An ahead-of-time compiler that turns Lua 5.5 source into standalone WebAssembly modules — no interpreter, no bytecode VM, no bundled garbage collector.
lua2wasm is written in C23 and emits WebAssembly that leans on the modern WASM
type system (the GC, typed-references, and exception-handling proposals). The
runtime is the host: Lua tables are real WASM structs, Lua closures are
typed function references, and the browser's V8/SpiderMonkey collector owns
every Lua value. Compile once, ship a .wasm, run anywhere with a recent
browser.
This is a research / educational project. The long-form mission, non-goals, and roadmap live in
GOAL.md.
Live playground: https://rhmoller.github.io/lua2wasm/ — opens an in-browser editor that compiles and runs your Lua right on the page. No install needed.
For local development the default flow needs no Emscripten — just
clang, cmake, Binaryen's wasm-as, and Node ≥ 22.
# 1. Build the compiler (a native binary)
CC=clang cmake -S . -B build -G Ninja
cmake --build build
# 2. Compile a Lua program to a .wasm module
echo 'print("hello from " .. "lua2wasm")' > /tmp/hello.lua
./build/lua2wasm /tmp/hello.lua -o /tmp/hello.wat
wasm-as --all-features --disable-custom-descriptors -o /tmp/hello.wasm /tmp/hello.wat
# 3. Run it
node --experimental-wasm-exnref runtime/host.mjs /tmp/hello.wasm
# → hello from lua2wasmOr wrap that module up as a self-contained HTML page (no server needed) with
scripts/package-html.sh — see the
Packaging section below.
If you also have Emscripten on hand, there's a richer demo that cross-compiles the compiler itself to WASM and ships it to the browser. CodeMirror editor on one side, output on the other, with a draggable splitter between them. Run compiles + runs your Lua entirely client-side; Show WAT flips the output to a syntax-highlighted view of the generated WebAssembly text, with foldable sections separating prelude / stdlib / user code / data segments. Catppuccin theming throughout, with a sun/moon toggle to flip between Mocha (dark) and Latte (light).
. ~/path/to/emsdk/emsdk_env.sh
./scripts/build-wasm.sh # produces build-em/lua2wasm.{js,wasm}
python3 -m http.server 8000
# open http://localhost:8000/runtime/playground.htmlEmscripten is only needed for this playground page — every other path in this README works without it.
local function counter()
local n = 0
return function() n = n + 1; return n end
end
local tick = counter()
print(tick()) -- 1
print(tick()) -- 2
print(tick()) -- 3That compiles to a ~5 KB .wasm module. The closure becomes a real
(ref $LuaClosure) — a WASM struct holding a typed funcref plus an array
of captured upvalue boxes — and is called through call_ref, the WASM
indirect-call instruction for typed function references.
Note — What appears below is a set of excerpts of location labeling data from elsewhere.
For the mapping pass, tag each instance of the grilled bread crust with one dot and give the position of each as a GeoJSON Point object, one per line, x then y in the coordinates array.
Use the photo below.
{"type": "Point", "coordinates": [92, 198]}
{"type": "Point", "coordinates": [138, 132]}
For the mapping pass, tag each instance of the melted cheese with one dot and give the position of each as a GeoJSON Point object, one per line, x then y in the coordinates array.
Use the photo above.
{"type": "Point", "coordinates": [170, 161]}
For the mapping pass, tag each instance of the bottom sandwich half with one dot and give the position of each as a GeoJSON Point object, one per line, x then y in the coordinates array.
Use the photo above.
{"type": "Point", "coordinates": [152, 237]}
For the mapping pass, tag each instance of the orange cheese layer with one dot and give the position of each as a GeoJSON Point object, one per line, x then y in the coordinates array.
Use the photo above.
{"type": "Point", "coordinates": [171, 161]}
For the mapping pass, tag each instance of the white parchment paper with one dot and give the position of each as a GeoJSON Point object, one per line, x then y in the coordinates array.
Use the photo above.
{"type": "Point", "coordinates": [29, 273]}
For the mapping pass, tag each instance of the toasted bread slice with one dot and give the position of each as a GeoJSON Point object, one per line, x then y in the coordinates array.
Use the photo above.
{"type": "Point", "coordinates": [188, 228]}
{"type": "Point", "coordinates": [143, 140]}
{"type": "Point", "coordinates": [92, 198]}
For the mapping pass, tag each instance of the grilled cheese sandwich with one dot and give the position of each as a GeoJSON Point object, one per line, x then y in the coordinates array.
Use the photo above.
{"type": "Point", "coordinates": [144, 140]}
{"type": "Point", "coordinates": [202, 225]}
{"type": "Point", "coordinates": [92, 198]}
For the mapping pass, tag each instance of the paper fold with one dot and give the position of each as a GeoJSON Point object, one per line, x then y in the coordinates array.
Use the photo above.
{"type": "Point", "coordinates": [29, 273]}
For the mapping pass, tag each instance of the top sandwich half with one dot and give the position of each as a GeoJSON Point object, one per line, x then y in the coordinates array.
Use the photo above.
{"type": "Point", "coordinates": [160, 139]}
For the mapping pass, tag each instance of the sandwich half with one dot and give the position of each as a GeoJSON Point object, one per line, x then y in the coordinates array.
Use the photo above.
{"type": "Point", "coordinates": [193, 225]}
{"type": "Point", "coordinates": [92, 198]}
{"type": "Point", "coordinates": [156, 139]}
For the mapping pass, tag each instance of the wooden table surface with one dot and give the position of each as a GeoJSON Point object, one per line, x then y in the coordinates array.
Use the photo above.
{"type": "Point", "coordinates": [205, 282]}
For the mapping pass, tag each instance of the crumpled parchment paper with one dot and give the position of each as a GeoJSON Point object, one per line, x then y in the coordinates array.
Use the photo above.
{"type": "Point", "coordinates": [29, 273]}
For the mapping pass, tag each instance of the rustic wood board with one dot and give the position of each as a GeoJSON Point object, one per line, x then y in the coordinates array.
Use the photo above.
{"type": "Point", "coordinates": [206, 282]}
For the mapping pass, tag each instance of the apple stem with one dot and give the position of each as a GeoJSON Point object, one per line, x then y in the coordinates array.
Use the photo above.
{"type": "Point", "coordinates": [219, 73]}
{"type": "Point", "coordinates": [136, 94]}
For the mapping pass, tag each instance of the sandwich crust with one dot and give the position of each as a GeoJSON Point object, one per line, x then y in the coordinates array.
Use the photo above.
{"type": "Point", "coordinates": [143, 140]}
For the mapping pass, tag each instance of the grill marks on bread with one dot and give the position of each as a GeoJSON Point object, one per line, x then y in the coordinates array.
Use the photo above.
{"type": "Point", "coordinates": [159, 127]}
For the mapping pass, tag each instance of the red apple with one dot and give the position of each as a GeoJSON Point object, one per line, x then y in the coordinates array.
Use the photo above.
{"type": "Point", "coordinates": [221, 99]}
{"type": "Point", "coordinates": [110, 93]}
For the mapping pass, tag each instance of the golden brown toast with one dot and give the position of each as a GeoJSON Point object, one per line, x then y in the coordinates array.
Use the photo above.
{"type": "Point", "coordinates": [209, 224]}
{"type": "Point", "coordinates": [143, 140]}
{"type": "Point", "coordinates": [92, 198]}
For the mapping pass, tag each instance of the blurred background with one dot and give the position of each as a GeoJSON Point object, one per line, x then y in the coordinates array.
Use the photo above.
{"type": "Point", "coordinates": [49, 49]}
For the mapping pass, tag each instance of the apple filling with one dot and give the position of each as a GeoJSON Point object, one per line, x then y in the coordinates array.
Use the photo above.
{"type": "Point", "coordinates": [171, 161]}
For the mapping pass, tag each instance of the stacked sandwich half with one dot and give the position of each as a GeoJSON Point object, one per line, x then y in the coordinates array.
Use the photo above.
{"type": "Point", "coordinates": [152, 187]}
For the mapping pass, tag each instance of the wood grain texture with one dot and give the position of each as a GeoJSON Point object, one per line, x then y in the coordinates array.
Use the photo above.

The captured n is
shared by reference (a struct cell), not copied, so multiple closures over
the same outer scope mutate the same slot — exactly as Lua specifies.
lua2wasm is an AOT compiler. There's no Lua interpreter sitting around at
runtime; what you write is what the compiler statically lowers to WASM
instructions. Anything not in this table is a compile-time error.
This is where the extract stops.